Importantly, the variability and inconsistency among imaging headers has turned out to be a serious challenge in medical imaging. CaPTk is currently able to handle NIfTI file format and has limited support for handling DICOM files (which is currently based on DCMTK16 and GDCM17) and does not support network retrieval from DICOM-compliant Picture Archiving and Communication Systems (PACS18). Over the course of its evaluation by clinicians, it has become evident that seamless integration with PACS is a necessary element for CaPTk’s future.
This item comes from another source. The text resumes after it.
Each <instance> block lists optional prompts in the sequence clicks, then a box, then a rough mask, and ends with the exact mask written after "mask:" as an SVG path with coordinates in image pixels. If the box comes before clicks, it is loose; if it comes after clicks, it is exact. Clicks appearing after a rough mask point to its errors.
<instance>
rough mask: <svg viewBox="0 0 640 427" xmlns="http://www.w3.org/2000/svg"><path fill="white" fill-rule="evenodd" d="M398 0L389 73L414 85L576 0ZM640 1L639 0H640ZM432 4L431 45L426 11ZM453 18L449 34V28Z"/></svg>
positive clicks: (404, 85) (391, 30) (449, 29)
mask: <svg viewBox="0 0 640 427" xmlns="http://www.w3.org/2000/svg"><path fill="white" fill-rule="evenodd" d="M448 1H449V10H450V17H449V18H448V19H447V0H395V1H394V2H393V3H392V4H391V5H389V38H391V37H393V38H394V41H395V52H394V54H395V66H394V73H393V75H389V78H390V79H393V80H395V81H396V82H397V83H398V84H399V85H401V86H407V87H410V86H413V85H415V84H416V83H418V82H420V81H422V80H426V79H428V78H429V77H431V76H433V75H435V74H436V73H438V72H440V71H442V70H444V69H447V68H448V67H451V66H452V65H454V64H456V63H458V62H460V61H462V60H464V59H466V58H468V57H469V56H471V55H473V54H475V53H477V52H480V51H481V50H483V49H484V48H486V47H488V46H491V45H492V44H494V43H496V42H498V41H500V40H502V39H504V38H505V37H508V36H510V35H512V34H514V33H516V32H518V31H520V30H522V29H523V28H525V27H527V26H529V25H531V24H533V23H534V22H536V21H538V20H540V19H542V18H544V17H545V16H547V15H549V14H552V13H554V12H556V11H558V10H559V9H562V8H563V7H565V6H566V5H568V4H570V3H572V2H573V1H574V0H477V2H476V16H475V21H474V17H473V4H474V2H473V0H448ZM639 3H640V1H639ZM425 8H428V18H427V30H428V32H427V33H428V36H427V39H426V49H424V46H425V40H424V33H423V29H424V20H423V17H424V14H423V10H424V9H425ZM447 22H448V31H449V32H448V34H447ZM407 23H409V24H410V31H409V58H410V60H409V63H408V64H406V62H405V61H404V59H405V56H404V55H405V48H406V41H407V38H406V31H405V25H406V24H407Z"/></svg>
Furthermore, a graphical interface for cohort selection and a batch processing interface, combined with the use of CWL to provide data provenence for each step in a pipeline, would also be essential to the construction of replicable research studies. In order to achieve this goal, integration with a data management, archival, and distribution system such as XNAT [10] is essential.
Finally, integration with state-of-the-art tools that rely on server-side communication such as the Deep Learning based NVIDIA-Clara annotation engine19, cannot be easily accomplished with CaPTk in its current state.
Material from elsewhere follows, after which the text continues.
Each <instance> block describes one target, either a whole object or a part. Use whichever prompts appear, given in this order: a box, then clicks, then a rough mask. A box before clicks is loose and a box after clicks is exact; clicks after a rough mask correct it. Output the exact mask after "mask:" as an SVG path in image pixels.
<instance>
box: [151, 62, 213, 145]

We have recently surveyed the state of other image processing applications and toolkits and conducted extensive outreach to prospective collaborators as we begin to design the architecture for the next generation of the Cancer imaging Phenomics Toolkit. While we continue to support and develop the current implementation of CaPTk, plans for the 2.0 branch include support (via CWL) for web- and cloud-based services and leveraging the current and updated functionality of MITK [2] and/or Slicer Core in the future.
6. Conclusions
We developed the CaPTk to provide a library for advanced computational analytics based on existing published multi-disciplinary studies, to meet the need at the time in the field of medical image processing applications for a suite that could be easy extended with components using any programming language. We consider medical image analysis to be much more than just a collection of algorithms; to ensure success of a tool, having the capability to visualize and interact with the original and processed image datasets is equally important. Building upon the powerful segmentation and registration framework provided by ITK and the rendering and interaction capabilities (particularly for 3D datasets) provided by VTK, we have built a light-weight application, CaPTk, that can visualize and interact with different datasets and also provide a solid annotation pipeline, thereby making it a powerful tool for use by clinical researchers. By enabling easy integration of computation algorithms regardless of their programming language, we have further ensured that computational researchers have a quick path for potential translation to the clinic.
Acknowledgments.
CaPTk is primarily funded by the Informatics Technology for Cancer Research (ITCR)20 program of the National Cancer Institute (NCI) of the NIH, under award number U24CA189523, as well as partly supported by the NIH under award numbers NINDS:R01NS042645, NCATS:UL1TR001878, and by the Institute for Translational Medicine and Therapeutics (ITMAT) of the University of Pennsylvania. The content of this publication is solely the responsibility of the authors and does not represent the official views of the NIH, or the ITMAT of the UPenn.